Gaziantep valisinin bir yargı kararı üzerine attığı bu tweet iktidarın hoşuna gitmiş olmalı ki “Sen işine bak, bu konulara karışma” diyen olmadı. Ama Uşak valisi, eski milletvekili olan eşinin attığı tweet nedeniyle merkeze alındı.

Şaşırdık mı? Elbette hayır.

GEÇER, BUGÜNLER DE GEÇER

Davanın içeriğini ve kararın hukuki tarafını tartışmanın bir anlamı yok. Bu intikam ve gözdağı verme amacıyla açılmış bir davaydı ve talimatla mahkûmiyet kararı verildi. Yoksa kendileri de Gezi direnişinin kendiliğinden gelişen bir hareket olduğunu biliyor. Nitekim daha önce açılan dava düşmüştü. Kapanan bir davanın yeniden açılabilmesi ancak yeni delillerin dosyaya girmesiyle mümkündür. Delil diye Gezi’den çok öncesine ait ses kayıtlarını sundular. 17-26 Aralık sürecinde gerçek olduğu kanıtlanan ses kayıtları delil kabul edilmiyor ama Gezi Davası’ında ediliyor. 

Adolf Hitler, cezalandırılmasını istediği bir sanığı mahkemenin suçsuz bulması üzerine tepkisini “Benim suçlu diye ilan ettiğim bir kimseyi, bir Alman mahkemesinin suçsuz bulması bir daha görülmeyecektir” sözleriyle dile getirmişti. İktidarın serbestliğini kısıtlıyordu. Hitler için hukuk sadece bir araçtı. Bunun ötesinde hiçbir değeri yoktu. Günümüz Türkiyesi’nde de hukuk artık iktidar için araçtan öte bir anlam ifade etmiyor.

Gezi direnişinde on binlerce insan 80 vilayette sokağa indi ve eylemler günlerce sürdü. Osman Kavala’nın da Mücella ablanın da diğer sanıkların da bu kadar insanı sokağa dökecek gücü vardıysa asıl şimdi korkmanız gerekir.

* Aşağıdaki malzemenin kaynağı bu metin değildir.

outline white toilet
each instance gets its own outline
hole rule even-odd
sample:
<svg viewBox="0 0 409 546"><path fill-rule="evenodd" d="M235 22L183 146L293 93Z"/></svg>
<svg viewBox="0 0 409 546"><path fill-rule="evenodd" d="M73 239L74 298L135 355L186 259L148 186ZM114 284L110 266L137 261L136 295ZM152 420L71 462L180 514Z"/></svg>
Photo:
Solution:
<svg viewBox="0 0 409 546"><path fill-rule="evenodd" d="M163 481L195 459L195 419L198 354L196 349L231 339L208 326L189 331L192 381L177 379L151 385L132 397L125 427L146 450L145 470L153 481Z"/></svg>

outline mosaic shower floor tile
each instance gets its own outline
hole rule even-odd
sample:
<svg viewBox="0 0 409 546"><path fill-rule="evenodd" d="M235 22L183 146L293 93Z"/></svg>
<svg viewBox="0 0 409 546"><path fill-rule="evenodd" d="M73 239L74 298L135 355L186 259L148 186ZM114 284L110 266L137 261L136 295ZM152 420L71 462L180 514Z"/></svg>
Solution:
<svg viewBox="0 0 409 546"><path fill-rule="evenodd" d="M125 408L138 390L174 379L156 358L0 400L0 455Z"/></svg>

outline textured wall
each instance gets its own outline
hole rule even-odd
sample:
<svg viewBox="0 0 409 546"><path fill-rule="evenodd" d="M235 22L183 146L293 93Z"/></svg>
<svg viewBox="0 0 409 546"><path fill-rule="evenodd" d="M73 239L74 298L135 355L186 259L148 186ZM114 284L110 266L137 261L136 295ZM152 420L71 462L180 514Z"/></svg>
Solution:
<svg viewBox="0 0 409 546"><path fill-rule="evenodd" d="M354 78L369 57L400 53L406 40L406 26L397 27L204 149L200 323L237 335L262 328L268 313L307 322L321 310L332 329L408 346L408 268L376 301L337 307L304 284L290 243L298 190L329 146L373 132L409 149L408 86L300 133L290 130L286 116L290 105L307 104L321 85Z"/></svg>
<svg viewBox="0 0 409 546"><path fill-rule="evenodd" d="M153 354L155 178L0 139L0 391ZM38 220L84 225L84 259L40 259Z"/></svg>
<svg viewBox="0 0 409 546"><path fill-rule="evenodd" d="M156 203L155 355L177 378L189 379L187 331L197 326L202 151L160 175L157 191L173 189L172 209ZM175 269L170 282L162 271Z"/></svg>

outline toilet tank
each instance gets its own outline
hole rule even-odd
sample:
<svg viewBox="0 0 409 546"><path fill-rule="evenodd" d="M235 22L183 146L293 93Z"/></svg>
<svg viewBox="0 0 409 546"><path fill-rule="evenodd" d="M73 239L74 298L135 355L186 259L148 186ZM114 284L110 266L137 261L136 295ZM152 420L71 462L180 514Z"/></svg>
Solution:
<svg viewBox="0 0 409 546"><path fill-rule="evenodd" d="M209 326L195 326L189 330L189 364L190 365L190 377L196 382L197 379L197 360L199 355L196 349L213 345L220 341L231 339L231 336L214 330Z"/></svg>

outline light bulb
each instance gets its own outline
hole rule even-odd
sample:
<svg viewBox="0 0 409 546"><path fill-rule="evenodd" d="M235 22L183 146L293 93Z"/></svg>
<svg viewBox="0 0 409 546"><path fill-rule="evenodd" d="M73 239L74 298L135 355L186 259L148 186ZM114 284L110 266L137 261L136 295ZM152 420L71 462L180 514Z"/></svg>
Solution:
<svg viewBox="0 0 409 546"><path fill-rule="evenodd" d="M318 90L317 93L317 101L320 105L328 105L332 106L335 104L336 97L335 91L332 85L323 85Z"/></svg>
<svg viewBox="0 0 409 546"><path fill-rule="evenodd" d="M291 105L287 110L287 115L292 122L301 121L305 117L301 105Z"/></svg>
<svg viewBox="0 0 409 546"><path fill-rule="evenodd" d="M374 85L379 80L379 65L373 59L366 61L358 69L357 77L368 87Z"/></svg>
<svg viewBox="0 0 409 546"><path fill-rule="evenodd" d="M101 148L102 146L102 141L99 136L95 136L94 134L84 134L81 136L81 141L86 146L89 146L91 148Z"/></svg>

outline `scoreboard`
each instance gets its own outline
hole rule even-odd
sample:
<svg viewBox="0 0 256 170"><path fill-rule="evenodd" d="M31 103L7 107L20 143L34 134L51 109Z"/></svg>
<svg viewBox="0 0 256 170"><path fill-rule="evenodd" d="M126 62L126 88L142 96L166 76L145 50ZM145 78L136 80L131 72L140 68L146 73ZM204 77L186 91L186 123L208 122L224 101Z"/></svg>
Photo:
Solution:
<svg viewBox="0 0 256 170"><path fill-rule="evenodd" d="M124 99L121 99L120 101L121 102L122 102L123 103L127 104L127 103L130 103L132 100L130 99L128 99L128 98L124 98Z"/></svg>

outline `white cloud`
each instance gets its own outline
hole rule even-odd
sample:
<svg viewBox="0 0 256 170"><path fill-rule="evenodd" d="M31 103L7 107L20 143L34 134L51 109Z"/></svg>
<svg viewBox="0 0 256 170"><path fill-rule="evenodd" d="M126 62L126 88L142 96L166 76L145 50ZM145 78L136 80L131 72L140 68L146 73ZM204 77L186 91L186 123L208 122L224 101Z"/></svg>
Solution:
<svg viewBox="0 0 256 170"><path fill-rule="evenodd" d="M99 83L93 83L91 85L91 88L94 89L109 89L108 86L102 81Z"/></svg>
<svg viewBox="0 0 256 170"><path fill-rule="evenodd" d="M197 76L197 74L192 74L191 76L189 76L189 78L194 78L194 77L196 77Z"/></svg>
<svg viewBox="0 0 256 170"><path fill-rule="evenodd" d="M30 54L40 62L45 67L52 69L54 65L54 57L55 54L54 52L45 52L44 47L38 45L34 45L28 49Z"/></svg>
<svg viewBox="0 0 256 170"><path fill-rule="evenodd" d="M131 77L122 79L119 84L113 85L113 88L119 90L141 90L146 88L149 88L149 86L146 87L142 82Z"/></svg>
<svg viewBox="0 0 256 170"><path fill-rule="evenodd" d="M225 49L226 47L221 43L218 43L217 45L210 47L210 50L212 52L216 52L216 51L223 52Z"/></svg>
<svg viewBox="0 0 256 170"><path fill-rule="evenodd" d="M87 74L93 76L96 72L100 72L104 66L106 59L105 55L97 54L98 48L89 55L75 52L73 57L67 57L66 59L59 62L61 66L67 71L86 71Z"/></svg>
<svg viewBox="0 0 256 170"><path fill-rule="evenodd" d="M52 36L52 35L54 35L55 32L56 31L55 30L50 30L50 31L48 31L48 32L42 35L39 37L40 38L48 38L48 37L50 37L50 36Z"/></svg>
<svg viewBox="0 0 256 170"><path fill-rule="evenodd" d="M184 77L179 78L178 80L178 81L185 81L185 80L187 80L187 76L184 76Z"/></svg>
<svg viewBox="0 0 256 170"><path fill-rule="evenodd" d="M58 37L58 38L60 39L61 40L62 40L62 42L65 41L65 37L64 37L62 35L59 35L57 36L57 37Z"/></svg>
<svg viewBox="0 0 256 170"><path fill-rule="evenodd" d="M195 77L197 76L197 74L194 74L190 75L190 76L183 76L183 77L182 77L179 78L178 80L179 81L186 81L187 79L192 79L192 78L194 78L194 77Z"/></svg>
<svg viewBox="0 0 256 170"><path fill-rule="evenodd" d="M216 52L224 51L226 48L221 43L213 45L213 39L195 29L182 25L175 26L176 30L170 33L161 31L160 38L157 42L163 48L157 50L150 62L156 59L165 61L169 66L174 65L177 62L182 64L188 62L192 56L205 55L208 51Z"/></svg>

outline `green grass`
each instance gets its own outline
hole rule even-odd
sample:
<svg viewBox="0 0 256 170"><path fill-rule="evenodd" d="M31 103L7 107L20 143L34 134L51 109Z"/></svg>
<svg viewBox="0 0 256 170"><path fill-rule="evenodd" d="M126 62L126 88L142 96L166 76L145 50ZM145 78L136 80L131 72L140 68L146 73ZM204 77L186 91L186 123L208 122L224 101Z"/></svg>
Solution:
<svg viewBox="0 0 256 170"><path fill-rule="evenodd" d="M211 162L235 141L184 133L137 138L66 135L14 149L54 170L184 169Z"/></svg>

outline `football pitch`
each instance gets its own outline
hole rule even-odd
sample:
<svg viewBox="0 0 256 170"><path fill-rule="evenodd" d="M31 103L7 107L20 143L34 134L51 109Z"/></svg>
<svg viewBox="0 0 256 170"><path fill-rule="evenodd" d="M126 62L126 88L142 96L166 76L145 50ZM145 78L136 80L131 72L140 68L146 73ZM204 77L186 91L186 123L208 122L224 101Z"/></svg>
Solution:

Gezi direnişini organize etmek yerine parti kursalardı iktidara gelirlerdi yahu...

Herkes, hepimiz sülale boyu oradaydık. Vatan Partisi Genel Başkanı Doğu Perinçek, son zamanlarda ilk kez bizim de katıldığımız bir gerçeğe işaret etti. Partisinin gençlik örgütlenmesi TGB, Gezi direnişinin ilk saatinden itibaren aktif olarak sahadaydı. On binlerce insanın gerçekleştirdiği bir olayın kefareti sekiz kişiye ödetildi.

Gezi sürecinde sekiz genç yaşamını yitirdi. Eğer bir dava açılacaksa orantısız güç kullanan polisler, konuşmalarıyla, Kabataş fantezisi ve camide içki içildi yalanlarıyla kitleleri tahrik edenler hakkında açılmalıydı.

FETÖ yargısı bitmişti güya. Maşallah ne FETÖ’ymüş be! 

Önce CIA kullandı, şimdi AKP kullanıyor. Her dönem kullanışlı birileri bulunabilir. Ama bu dönemler geçtiğinde etkin pişmanlık da fayda etmeyebilir. Zira kuyruğa girecek on binlerce kişi arasında kendilerine sıra gelir mi bilinmez.